Limpapeh Minangkabau Songket
- Preserve and promote cultural heritage of the Minang weave (songket)
- Provide women farmers with a secondary source of income from traditional weaves through product development, marketing and sales
West Sumatra, Indonesia is home to the Minangkabau, an indigenous ethnic group known for being the world’s oldest and largest matrilineal society, tracing ancestry and inheritance from the female line. The matriarchy of the Minang places women in unique positions in the arts and culture of the region. However, their cultural traditions and long-held customs are at risk of being forgotten as younger generations leave home in search of higher income opportunities.
Limpapeh is the social enterprise brand of women’s NGO Lembaga Pengkajian dan Pemberdayaan Masyarakat (LP2M) which aims to preserve and generate income from sales of Minangkabau traditional weaving. Formerly known as ‘tek Gadih, the business unit was the result of an economic empowerment programme that enables women in rural areas to earn a second income through cottage industries. Since 2013, LP2M developed and sold a variety of food products, woven handicrafts and naturally-dyed fabrics.
Between 2013 and 2015, the weaving initiative successfully grew participation and increased from three groups to 10, with a total of 250 individuals. LP2M successfully reintroduced traditional brocade weaving, also known as ‘songket’, in villages where the practice has stopped altogether for a generation. The weavers were also taught to use natural dyes from local plant materials to lessen the negative impact of chemical byproducts leaching into the surrounding agrarian environment.
AirAsia Foundation’s social enterprise grant to LP2M enables the organisation to
- Improve product offerings through prototyping and development
- Conduct research and document the traditional craft and its symbolic meanings
- Produce a technical guidebook for existing and future weavers
LP2M is a women’s NGO founded in 1995 to advocate for women’s reproductive health, carry out economic empowerment activities, and promote women’s political participation and representation in local communities. Its work currently impacts over 2,000 women in the West Sumatra province and through social enterprise, LP2M aims to generate a modest income to sustain and expand their activities as well as improving the economic situation of the Minangkabau women while preserving their traditional heritage.

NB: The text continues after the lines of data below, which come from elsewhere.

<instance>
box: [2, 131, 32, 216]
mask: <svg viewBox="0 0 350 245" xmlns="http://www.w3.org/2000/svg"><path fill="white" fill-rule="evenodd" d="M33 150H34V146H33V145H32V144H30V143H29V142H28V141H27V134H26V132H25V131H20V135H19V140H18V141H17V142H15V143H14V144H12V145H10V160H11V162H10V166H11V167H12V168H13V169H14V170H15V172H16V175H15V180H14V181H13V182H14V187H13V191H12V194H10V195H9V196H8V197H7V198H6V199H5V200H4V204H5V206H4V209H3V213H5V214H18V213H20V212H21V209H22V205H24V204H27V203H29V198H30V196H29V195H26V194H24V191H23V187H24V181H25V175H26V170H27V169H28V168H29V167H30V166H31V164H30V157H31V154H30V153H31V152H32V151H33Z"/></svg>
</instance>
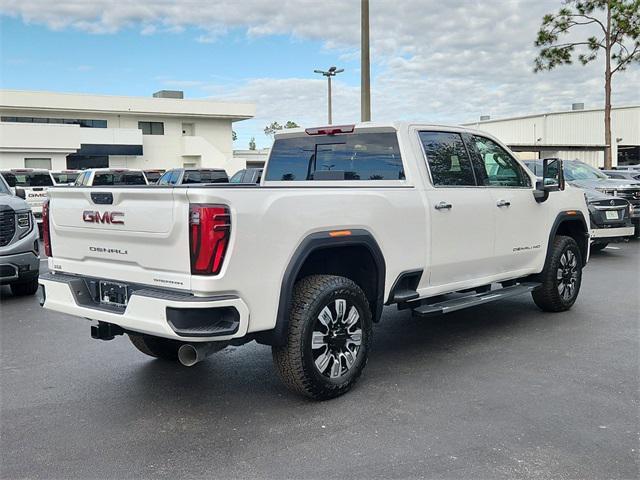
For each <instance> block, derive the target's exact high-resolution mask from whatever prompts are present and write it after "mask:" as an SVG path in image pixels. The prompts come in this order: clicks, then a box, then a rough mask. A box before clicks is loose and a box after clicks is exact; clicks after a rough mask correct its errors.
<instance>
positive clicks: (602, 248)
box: [591, 242, 609, 252]
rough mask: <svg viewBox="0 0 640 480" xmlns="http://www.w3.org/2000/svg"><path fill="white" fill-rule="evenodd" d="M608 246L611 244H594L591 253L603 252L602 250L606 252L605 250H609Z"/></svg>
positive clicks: (602, 243) (592, 245) (591, 248)
mask: <svg viewBox="0 0 640 480" xmlns="http://www.w3.org/2000/svg"><path fill="white" fill-rule="evenodd" d="M607 245H609V243H608V242H607V243H594V244H593V245H591V251H592V252H601V251H602V250H604V249H605V248H607Z"/></svg>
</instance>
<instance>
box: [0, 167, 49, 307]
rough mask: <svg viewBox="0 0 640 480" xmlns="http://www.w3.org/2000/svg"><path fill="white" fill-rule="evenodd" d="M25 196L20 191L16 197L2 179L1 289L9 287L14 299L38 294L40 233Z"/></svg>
mask: <svg viewBox="0 0 640 480" xmlns="http://www.w3.org/2000/svg"><path fill="white" fill-rule="evenodd" d="M24 196H25V192H24V190H22V189H21V188H19V187H16V194H15V195H14V194H13V193H12V192H11V190H10V189H9V186H8V185H7V183H6V182H5V180H4V179H3V178H2V177H0V285H9V286H10V287H11V291H12V292H13V294H14V295H33V294H35V293H36V292H37V291H38V275H39V271H40V258H39V251H38V229H37V228H35V226H36V222H35V218H34V217H33V213H32V212H31V208H30V207H29V204H27V202H26V201H25V200H24Z"/></svg>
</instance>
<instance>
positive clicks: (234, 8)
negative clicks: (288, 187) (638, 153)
mask: <svg viewBox="0 0 640 480" xmlns="http://www.w3.org/2000/svg"><path fill="white" fill-rule="evenodd" d="M359 6H360V2H359V1H357V0H323V1H317V0H279V1H278V2H274V1H272V0H242V1H239V0H217V1H215V2H210V1H208V0H198V1H196V0H184V1H180V2H178V1H169V0H137V1H135V2H123V1H111V0H92V1H90V2H89V1H83V0H75V1H73V0H61V1H56V2H51V1H47V0H0V12H1V13H4V14H8V15H13V16H18V17H20V18H22V19H23V20H24V21H25V22H29V23H37V24H44V25H47V26H48V27H50V28H52V29H66V28H72V29H77V30H81V31H86V32H89V33H113V32H117V31H118V30H119V29H122V28H127V27H132V26H135V27H137V28H139V29H140V31H141V32H142V33H145V34H153V32H167V31H169V32H171V31H181V30H182V29H185V28H187V27H194V28H196V29H198V30H200V34H199V37H197V38H196V39H195V40H197V41H201V42H210V41H216V40H217V39H218V38H219V37H220V36H221V35H223V34H224V33H225V32H227V31H228V30H229V29H232V28H241V29H245V31H246V32H247V35H250V36H254V37H260V36H266V35H275V34H285V35H291V36H292V37H295V38H301V39H310V40H315V41H320V42H322V43H323V45H324V46H323V48H324V49H325V50H329V51H333V52H335V54H336V58H337V59H339V58H343V59H344V58H347V59H352V58H353V57H354V56H355V55H357V49H358V46H359V45H358V44H359V36H360V30H359ZM559 6H560V2H559V0H539V1H536V2H532V1H530V0H482V1H473V2H472V1H470V0H448V1H447V2H442V1H439V0H403V1H397V0H372V1H371V43H372V59H373V61H374V62H375V64H376V67H377V68H376V71H378V72H379V74H378V75H377V76H376V77H375V78H373V87H372V88H373V91H372V103H373V116H374V119H378V120H387V119H398V118H401V119H408V118H415V119H420V120H428V121H434V122H444V123H453V122H456V123H457V122H463V121H471V120H475V119H476V118H477V117H478V115H480V114H489V115H492V116H494V117H496V116H506V115H514V114H525V113H532V112H543V111H550V110H558V109H566V108H568V107H569V106H570V104H571V103H572V102H578V101H579V102H584V103H585V104H586V105H587V106H598V105H601V104H602V102H603V97H604V94H603V73H602V66H601V64H593V65H589V66H587V67H582V66H580V65H575V66H564V67H561V68H559V69H558V70H556V71H553V72H550V73H539V74H534V73H533V72H532V66H533V59H534V57H535V55H536V51H535V48H534V46H533V40H534V38H535V34H536V31H537V28H538V27H539V25H540V20H541V17H542V15H543V14H544V13H546V12H551V11H554V10H556V9H557V8H558V7H559ZM171 82H173V83H171ZM180 82H182V83H180ZM215 82H216V83H213V82H212V81H211V79H207V78H202V79H199V78H195V79H194V78H192V79H187V80H185V79H180V78H175V79H173V80H170V79H167V80H166V84H167V85H173V86H179V85H183V86H193V87H197V88H199V89H200V90H201V91H204V92H207V93H208V94H210V95H211V96H215V97H223V98H228V99H242V100H250V101H255V102H256V103H257V104H258V117H257V119H256V120H255V121H251V122H242V123H240V124H238V125H237V127H238V130H239V133H240V134H241V141H240V143H242V142H244V136H250V135H251V134H256V132H258V131H259V130H260V129H259V128H258V127H261V126H263V125H264V124H266V123H267V122H270V121H272V120H278V121H286V120H289V119H291V120H295V121H297V122H298V123H301V124H307V125H308V124H318V123H323V122H325V120H326V83H325V82H323V81H322V80H319V79H312V78H311V79H301V78H289V79H271V78H255V79H250V80H247V81H245V82H244V83H241V84H240V85H237V84H234V86H232V87H230V86H228V84H226V83H223V82H222V81H217V80H216V81H215ZM638 85H640V69H639V68H638V67H637V66H634V67H631V68H630V69H629V70H628V71H626V72H624V73H621V74H619V75H617V76H616V77H615V78H614V103H618V104H623V103H632V102H638V101H640V98H639V95H638V90H637V86H638ZM334 95H335V96H334V106H335V113H334V119H335V121H337V122H343V121H344V122H350V121H354V120H357V118H358V117H359V90H358V88H355V87H353V86H349V85H346V84H344V83H342V82H340V81H337V82H336V83H335V89H334ZM245 131H246V132H249V133H246V134H245V133H244V132H245ZM256 136H257V138H258V139H260V134H259V133H258V134H257V135H256ZM247 141H248V139H247ZM245 143H246V142H245Z"/></svg>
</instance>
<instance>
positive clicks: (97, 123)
mask: <svg viewBox="0 0 640 480" xmlns="http://www.w3.org/2000/svg"><path fill="white" fill-rule="evenodd" d="M0 121H2V122H17V123H53V124H64V125H80V126H81V127H84V128H107V121H106V120H92V119H84V118H82V119H80V118H49V117H4V116H3V117H0Z"/></svg>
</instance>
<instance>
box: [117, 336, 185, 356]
mask: <svg viewBox="0 0 640 480" xmlns="http://www.w3.org/2000/svg"><path fill="white" fill-rule="evenodd" d="M128 335H129V340H130V341H131V343H132V344H133V346H134V347H136V348H137V349H138V350H140V351H141V352H142V353H144V354H145V355H149V356H150V357H155V358H161V359H162V360H178V349H179V348H180V346H181V345H182V342H178V341H176V340H170V339H168V338H160V337H154V336H152V335H143V334H133V333H129V334H128Z"/></svg>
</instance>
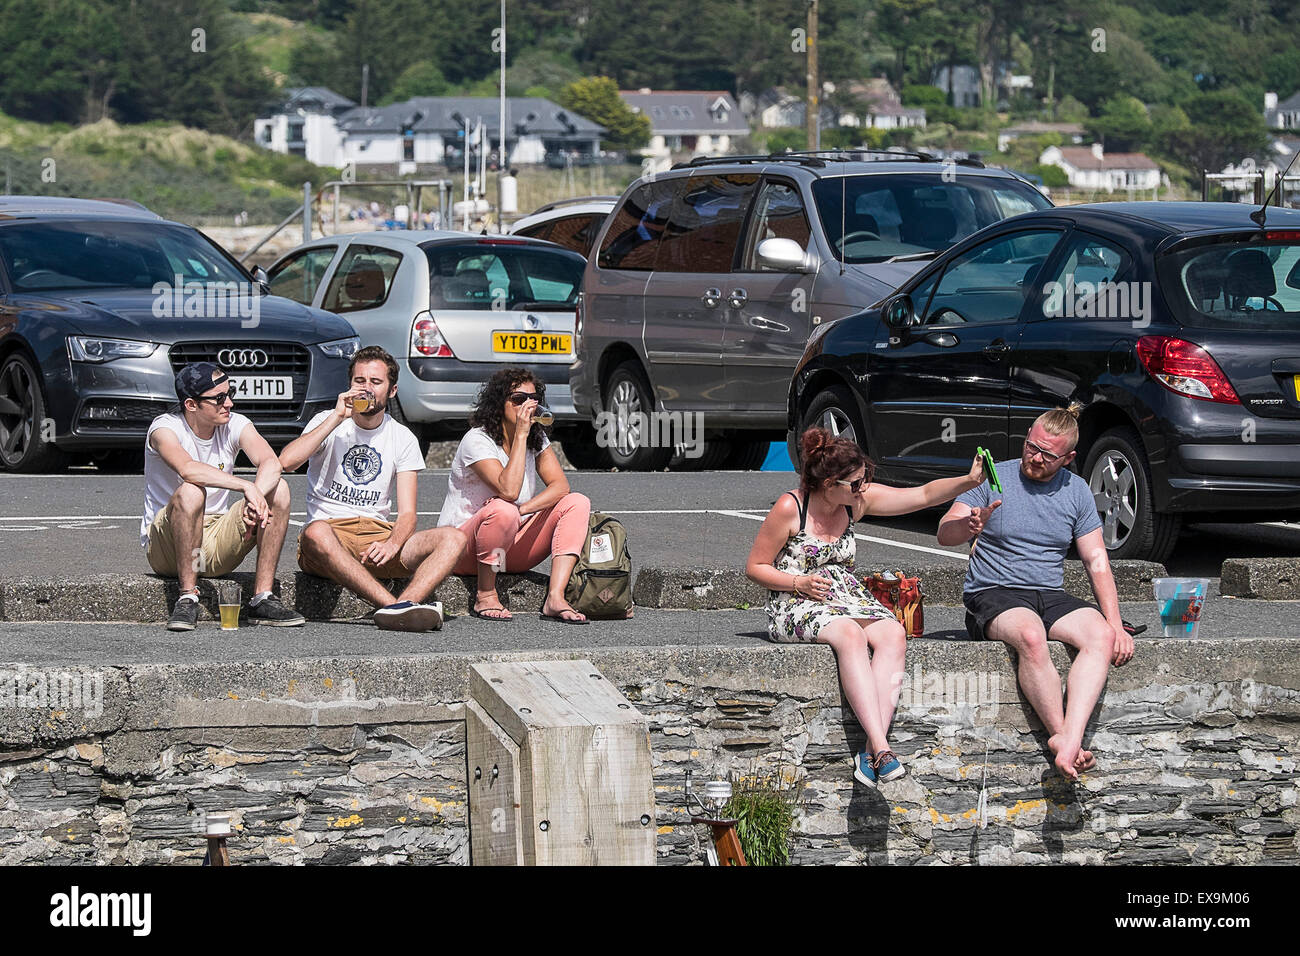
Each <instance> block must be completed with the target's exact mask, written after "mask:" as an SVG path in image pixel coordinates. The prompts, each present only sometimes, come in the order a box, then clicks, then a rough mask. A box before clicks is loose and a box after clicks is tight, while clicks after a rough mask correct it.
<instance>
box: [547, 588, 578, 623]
mask: <svg viewBox="0 0 1300 956" xmlns="http://www.w3.org/2000/svg"><path fill="white" fill-rule="evenodd" d="M542 615H543V617H547V618H559V619H560V620H572V622H575V623H576V622H580V620H581V622H585V620H586V615H585V614H582V613H581V611H575V610H573V609H572V607H571V606H569V605H568V602H567V601H551V597H550V594H547V596H546V602H545V604H543V605H542Z"/></svg>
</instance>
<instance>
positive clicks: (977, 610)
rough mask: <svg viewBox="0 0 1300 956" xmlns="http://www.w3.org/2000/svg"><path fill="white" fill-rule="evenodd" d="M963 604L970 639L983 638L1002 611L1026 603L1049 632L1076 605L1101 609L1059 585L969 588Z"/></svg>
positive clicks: (986, 638)
mask: <svg viewBox="0 0 1300 956" xmlns="http://www.w3.org/2000/svg"><path fill="white" fill-rule="evenodd" d="M962 602H963V604H965V605H966V633H969V635H970V636H971V640H976V641H979V640H987V639H988V635H985V633H984V628H987V627H988V624H989V622H991V620H993V618H996V617H997V615H998V614H1001V613H1002V611H1009V610H1011V609H1013V607H1028V609H1030V610H1031V611H1034V613H1035V614H1037V615H1039V617H1040V618H1041V619H1043V630H1044V631H1047V632H1048V633H1050V632H1052V626H1053V624H1054V623H1057V622H1058V620H1061V618H1063V617H1065V615H1066V614H1070V613H1071V611H1076V610H1079V609H1080V607H1092V609H1093V610H1095V611H1097V613H1099V614H1100V613H1101V609H1100V607H1097V605H1095V604H1089V602H1088V601H1083V600H1080V598H1078V597H1075V596H1074V594H1067V593H1065V592H1063V591H1061V589H1060V588H1058V589H1056V591H1030V589H1028V588H985V589H984V591H971V592H969V593H966V594H965V596H963V597H962Z"/></svg>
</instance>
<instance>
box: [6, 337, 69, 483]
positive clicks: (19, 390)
mask: <svg viewBox="0 0 1300 956" xmlns="http://www.w3.org/2000/svg"><path fill="white" fill-rule="evenodd" d="M43 421H45V395H44V393H43V392H42V388H40V373H39V372H36V369H35V367H34V365H32V364H31V362H30V360H29V359H27V356H26V355H23V354H22V352H13V354H12V355H10V356H9V358H8V359H5V360H4V364H3V365H0V468H3V470H4V471H22V472H32V471H53V470H59V468H62V467H64V466H65V464H66V462H68V457H66V455H65V454H64V453H62V451H60V450H59V449H57V447H55V444H53V442H47V441H45V440H44V436H43V432H44V429H43V428H42V423H43Z"/></svg>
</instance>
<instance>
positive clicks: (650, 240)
mask: <svg viewBox="0 0 1300 956" xmlns="http://www.w3.org/2000/svg"><path fill="white" fill-rule="evenodd" d="M686 182H688V179H686V178H685V177H673V178H671V179H654V181H651V182H645V183H641V185H640V186H637V187H636V189H634V190H632V193H630V194H629V195H628V199H627V202H625V203H623V204H621V206H619V208H617V211H616V212H615V213H614V222H611V224H610V229H608V230H607V232H606V233H604V242H602V243H601V254H599V256H598V258H597V263H598V264H599V267H601V268H602V269H637V271H643V272H649V271H650V269H653V268H654V260H655V254H656V252H658V251H659V238H660V237H662V235H663V230H664V228H666V226H667V225H668V213H669V212H671V211H672V200H673V196H675V195H676V190H677V189H679V187H685V185H686Z"/></svg>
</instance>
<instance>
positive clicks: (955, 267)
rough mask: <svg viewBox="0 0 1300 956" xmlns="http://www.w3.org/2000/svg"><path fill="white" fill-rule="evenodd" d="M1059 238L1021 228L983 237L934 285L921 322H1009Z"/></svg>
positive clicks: (1051, 231)
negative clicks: (932, 290) (983, 237)
mask: <svg viewBox="0 0 1300 956" xmlns="http://www.w3.org/2000/svg"><path fill="white" fill-rule="evenodd" d="M1060 239H1061V233H1060V232H1058V230H1054V229H1052V230H1026V232H1021V233H1011V234H1009V235H1000V237H997V238H995V239H989V241H988V242H984V243H980V245H979V246H975V247H974V248H971V250H967V251H966V252H963V254H962V255H959V256H957V258H956V259H953V260H952V261H950V263H949V264H948V265H946V267H945V268H944V276H943V278H940V280H939V285H937V286H936V287H935V295H933V298H932V299H931V303H930V308H928V310H927V312H926V324H927V325H961V324H967V325H974V324H985V323H1005V321H1015V320H1017V319H1018V317H1019V315H1021V310H1022V308H1023V307H1024V297H1026V294H1027V293H1028V291H1030V290H1031V289H1032V287H1034V284H1035V282H1036V281H1037V278H1039V272H1040V271H1041V268H1043V264H1044V263H1045V261H1047V258H1048V256H1049V255H1050V254H1052V250H1053V248H1054V247H1056V245H1057V242H1058V241H1060Z"/></svg>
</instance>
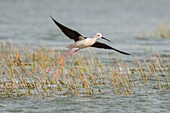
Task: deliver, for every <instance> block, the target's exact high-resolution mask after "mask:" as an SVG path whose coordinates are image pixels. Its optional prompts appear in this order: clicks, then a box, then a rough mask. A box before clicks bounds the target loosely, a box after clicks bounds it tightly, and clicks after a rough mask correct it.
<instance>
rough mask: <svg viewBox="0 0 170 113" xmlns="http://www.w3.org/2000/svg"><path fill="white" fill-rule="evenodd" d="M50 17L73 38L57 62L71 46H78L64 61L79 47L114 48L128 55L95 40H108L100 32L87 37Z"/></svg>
mask: <svg viewBox="0 0 170 113" xmlns="http://www.w3.org/2000/svg"><path fill="white" fill-rule="evenodd" d="M51 19H52V20H53V21H54V22H55V24H56V25H57V26H58V27H59V28H60V29H61V31H62V32H63V33H64V34H65V35H66V36H67V37H69V38H70V39H72V40H74V41H75V43H73V44H70V45H68V46H67V48H69V50H67V51H66V52H64V53H63V54H62V55H61V56H60V57H59V59H58V60H57V63H58V62H59V61H60V60H61V59H62V58H63V57H64V55H66V53H69V52H70V51H72V49H73V48H78V49H77V50H75V51H73V52H71V53H69V54H67V56H66V58H65V60H64V62H65V61H66V59H67V58H68V57H70V56H71V55H73V54H74V53H76V52H77V51H79V50H80V49H83V48H87V47H95V48H103V49H111V50H115V51H117V52H119V53H122V54H125V55H130V54H129V53H126V52H123V51H120V50H117V49H115V48H112V47H111V46H109V45H107V44H104V43H101V42H98V41H96V40H97V39H100V38H102V39H105V40H107V41H110V40H108V39H106V38H104V37H103V36H102V34H101V33H96V34H95V35H94V36H93V37H92V38H88V37H84V36H82V35H81V34H80V33H78V32H77V31H75V30H72V29H70V28H68V27H66V26H64V25H62V24H61V23H59V22H57V21H56V20H55V19H53V18H52V17H51ZM55 65H56V63H55V64H54V65H53V66H52V67H50V69H49V70H48V71H47V72H49V71H50V70H51V69H52V68H53V67H54V66H55ZM58 72H59V70H57V71H56V73H55V74H54V75H58Z"/></svg>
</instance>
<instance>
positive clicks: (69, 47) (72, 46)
mask: <svg viewBox="0 0 170 113" xmlns="http://www.w3.org/2000/svg"><path fill="white" fill-rule="evenodd" d="M66 48H69V49H72V48H76V45H75V44H70V45H68V46H67V47H66Z"/></svg>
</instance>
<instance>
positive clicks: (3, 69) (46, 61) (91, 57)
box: [0, 42, 170, 97]
mask: <svg viewBox="0 0 170 113" xmlns="http://www.w3.org/2000/svg"><path fill="white" fill-rule="evenodd" d="M0 47H1V51H0V67H1V70H0V96H1V97H10V96H30V95H41V96H55V95H66V96H71V95H80V96H83V95H85V96H87V95H97V94H105V93H113V94H115V95H134V94H144V95H145V94H148V93H151V92H153V91H155V90H163V89H164V90H166V89H170V84H169V81H170V79H169V75H170V59H161V57H160V55H159V54H157V55H156V56H152V57H151V58H150V59H149V60H145V59H143V60H136V61H135V62H132V64H133V65H131V66H129V65H128V64H126V63H121V62H120V61H110V62H111V63H110V64H105V63H102V61H101V60H100V58H98V56H97V54H95V52H93V55H92V54H90V53H89V55H91V56H90V59H89V58H87V57H85V55H84V53H78V54H76V55H74V56H73V57H71V58H70V59H68V61H67V62H66V64H63V65H56V66H55V67H54V68H53V69H52V70H51V71H50V72H49V73H47V70H48V69H49V67H50V66H51V65H53V64H54V63H55V62H56V61H57V59H58V58H59V56H60V55H61V53H62V51H61V50H53V49H48V48H32V49H29V48H28V47H26V46H22V45H13V44H12V43H5V42H2V44H0ZM57 69H60V71H59V74H58V75H57V76H56V77H55V78H52V76H53V75H54V74H55V71H56V70H57Z"/></svg>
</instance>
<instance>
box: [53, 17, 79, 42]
mask: <svg viewBox="0 0 170 113" xmlns="http://www.w3.org/2000/svg"><path fill="white" fill-rule="evenodd" d="M51 19H52V20H53V21H54V22H55V24H56V25H57V26H58V27H59V28H60V29H61V31H62V32H63V33H64V34H65V35H66V36H67V37H69V38H70V39H72V40H74V41H75V42H76V41H78V40H79V37H80V36H81V37H82V35H81V34H80V33H78V32H77V31H75V30H72V29H70V28H68V27H66V26H64V25H62V24H60V23H59V22H57V21H56V20H54V19H53V18H52V17H51Z"/></svg>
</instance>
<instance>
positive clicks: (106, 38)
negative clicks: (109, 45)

Other Partners & Contributors
Fatiha’s passion in empowering communities started in 1997 as she conducted various trainings for self-employed groups and small scale businesses in Padang. As LP2M’s program coordinator, she rebuilt the community’s confidence and enthusiasm for brocade weaving through multiple dialogues and her knowledge on local weaving traditions. Determined to revive traditional weaving with natural dyes, Fatiha transformed abandoned machines into life-empowering weaving tools for the women of Lintau.